Foi uma noite boa, entre amigos, com longas conversas.
Acordei quebrado, com a cabeça rodando e ruim do estômago. Ressaca brava, sem dúvida. Comecei no meio da tarde, entornando whisky com gelo enquanto lia. Pensei em chamar alguém ou alugar uma comédia. Não. Creio que antigamente eu ria muito mais. Atualmente eu só leio.
E bebo.
Noite de Sábado imersa num calor fodido. Após o banho, perfumado, continuo melado e encharcado de suor. Camisa aberta até a metade do peito e molhada, sem pressa, dirijo com as janelas abertas até a casa do Luisão.
Reunião bacana, com cadeiras no quintal, petiscos caseiros e barril de chope. Fui com calma e tomei até o barril secar, só aí lembrei das cervejas. Conversamos muito sobre eutanásia, PT, sertão e bunda de mulher. Incrível como evitamos falar sobre trabalho.

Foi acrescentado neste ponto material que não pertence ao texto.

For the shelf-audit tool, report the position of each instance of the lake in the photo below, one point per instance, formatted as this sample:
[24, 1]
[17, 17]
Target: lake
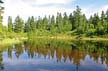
[55, 55]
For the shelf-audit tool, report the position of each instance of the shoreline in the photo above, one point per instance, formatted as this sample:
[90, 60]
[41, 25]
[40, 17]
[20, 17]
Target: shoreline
[71, 38]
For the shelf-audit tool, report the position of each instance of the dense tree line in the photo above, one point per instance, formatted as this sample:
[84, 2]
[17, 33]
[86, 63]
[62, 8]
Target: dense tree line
[75, 24]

Em casa eu não conseguia dormir. Calor, náusea e solidão. Existem momentos que a gente começa a observar tudo que fizemos na vida e não gostamos muito do que encontramos. Pelo menos assim é comigo, já que não sou bonito e nem otimista. Ranheta e obscuro, cada dia mais fechado na própria descrença, fico imaginado como escapar de tanta merda. E nesta noite quente eu fiquei pensando nisto tudo.
Não dá pra levar tudo ao pé da letra, com tanta seriedade, mas também não consigo relaxar e fingir que as coisas não acontecem. A pergunta é manjada, eu sei, mas realmente gostaria de saber o que faço para minhas mulheres correrem após quatro meses. Também estaria mais tranqüilo encontrando algum trabalho um pouco estável.
Engraçado, mas tenho a impressão que já perdi boas oportunidades. Estava pensando numa tarde vazia e lembrei de um livro fundamental. C
açadas de Pedrinho, de Monteiro Lobato. Desconfio que se não tivesse lido este livro as coisas seriam bem diferentes. Não teria inoculado o vírus do amor pelas histórias e livros, tampouco seria um escravo da imaginação, do gozo pelas idéias. Sem a ação das letras talvez secasse em mim a contemplação pelo improvável, espírito inquieto e flerte com o sonho. A vida seria monocromática, sem grandes aventuras, mas muito mais segura. E quem pode dizer que seria pior?
Ou melhor?
Estou enrolando. O que preciso admitir, e sofro com isto, é que não estou contente com minha existência. E faz tempo. Acomodado, cada vez mais gordo, beberrão e careca, estou me transformando naquilo que me horrorizava nos tempos teóricos. Com a conta no vermelho, sem beijo de namorada e desempregado novamente. A vida que não saiu de 1789, não ultrapassou as barricadas do desejo e nem ardeu como a periferia da grande Paris. Lúgubre e soturno, tal qual um Nosferatu caipira, eu peço aos deuses gélidos que me salvem do meu próprio lobo.
O lobo do homem...
Estou sendo sincero em dizer o que sinto. Como uma estaca fincada na areia, parada e afundando, meu horror dilacera os sonhos de futuro. Medo da mesquinhez, da solidão, da ignorância, cada dia mais eu não sinto nada além deste incômodo enjoativo e sujo. Um constante e obsessivo olho crítico, aterrorizado com minha autoflagelação.
Talvez seja o momento de deixar os antigos desejos de lado, tombar em algumas lutas, iniciar outras. Dizer adeus aos meus botecos de samba, encravados na Paulicéia, com suas minas gostosas que estudam francês. Esquecer do
aburguesamento cultural que tatuou Bruñel, Tati, Fellini e Pasolini nas minhas retinas, assim como afinou ouvidos na música impressionista. Cada vez mais consciente das minhas cruas limitações.
Domingo. Ressaca e a impotência das ações, minhas ações. Arrumei o quarto e enfeitei com flores. Narguilé preparado, começo a fumar esticado na rede, tentando esvaziar dos pensamentos qualquer coisa que não fosse o espreguiçar na tarde quente. Lembro de Pedrinho com suas caçadas, do saci, da mula-sem-cabeça. E do sabugo de milho que usava cartola, digno da cultura bacharelesca mais sedutora e vazia que este Brasil teve a honra de parir.
Embolorado e carcomido, sem Sampa e nem verniz, é da espiga falante que hoje sinto mais saudade. E ódio.